Brazil, as the fourth-largest democracy in the world, experienced its president, Jair Bolsonaro, as a beast. From 2019 until December 2022, his far-right policies targeted the restriction of rights for wage earners and minorities. On a grand scale, Bolsonaro showed contempt for women, any form of queerness, any form of non-white skin, Indigenous people, the press, and environmental protection. Meanwhile, state resources and public assets were privatized to the benefit of a few major economic players. With devastating consequences: Bolsonaro broke all records in deforestation of the rainforest. He viewed the pandemic as a conspiracy against himself, a plot against him as a milestone in the global rise of neofascism and against his friend Donald Trump, who eventually granted him asylum in Florida. By 2022, Brazil’s wealth had become concentrated among a historically low number of beneficiaries. The general population had no money left. Famine prevailed, armed robberies and rampant poverty spread not only in remote regions but also in megacities like Rio de Janeiro and São Paulo—at the expense of public education and healthcare.

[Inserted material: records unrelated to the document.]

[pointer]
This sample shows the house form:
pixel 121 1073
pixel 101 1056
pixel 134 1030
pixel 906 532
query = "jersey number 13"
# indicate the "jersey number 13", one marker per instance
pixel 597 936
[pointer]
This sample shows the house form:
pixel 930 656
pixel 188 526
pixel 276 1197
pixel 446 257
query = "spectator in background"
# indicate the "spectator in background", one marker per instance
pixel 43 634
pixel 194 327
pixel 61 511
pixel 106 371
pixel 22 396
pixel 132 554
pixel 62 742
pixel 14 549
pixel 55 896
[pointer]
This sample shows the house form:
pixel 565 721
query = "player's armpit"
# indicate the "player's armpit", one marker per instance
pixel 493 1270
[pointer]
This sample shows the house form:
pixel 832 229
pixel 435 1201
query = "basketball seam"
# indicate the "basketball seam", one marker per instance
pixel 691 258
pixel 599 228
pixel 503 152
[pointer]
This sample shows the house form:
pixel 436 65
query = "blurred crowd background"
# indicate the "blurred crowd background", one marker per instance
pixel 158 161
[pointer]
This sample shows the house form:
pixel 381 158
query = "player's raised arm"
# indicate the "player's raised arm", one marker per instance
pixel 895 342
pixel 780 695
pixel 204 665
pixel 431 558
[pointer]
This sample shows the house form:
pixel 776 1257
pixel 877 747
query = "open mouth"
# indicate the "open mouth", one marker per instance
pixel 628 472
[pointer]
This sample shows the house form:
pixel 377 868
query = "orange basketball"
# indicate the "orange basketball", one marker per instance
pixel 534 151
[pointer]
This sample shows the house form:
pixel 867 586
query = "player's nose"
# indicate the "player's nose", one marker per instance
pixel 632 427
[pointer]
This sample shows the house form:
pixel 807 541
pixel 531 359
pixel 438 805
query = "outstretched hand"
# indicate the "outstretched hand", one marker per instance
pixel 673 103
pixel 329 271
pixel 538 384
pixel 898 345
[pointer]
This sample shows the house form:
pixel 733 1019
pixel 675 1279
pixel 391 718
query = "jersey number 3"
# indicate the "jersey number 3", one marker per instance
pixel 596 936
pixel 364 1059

Fear and Poverty—The Capital of the Right
The consequence: poverty and fear make people ignorant. Both fear and poverty are the capital of the right, says Alice Ripoll, a choreographer and trained psychologist who discovered dance during her studies and went on to found two companies in Rio de Janeiro—first Companhia REC in 2009, then Companhia SUAVE in 2014. She describes what the end of Bolsonaro felt like: as if the members of her company were "returning from war," "like a reunion after a war," "as if we were coming from a war zone..."—a war against the poor and minorities, where there were no resources, no aid, no infrastructure for self-help.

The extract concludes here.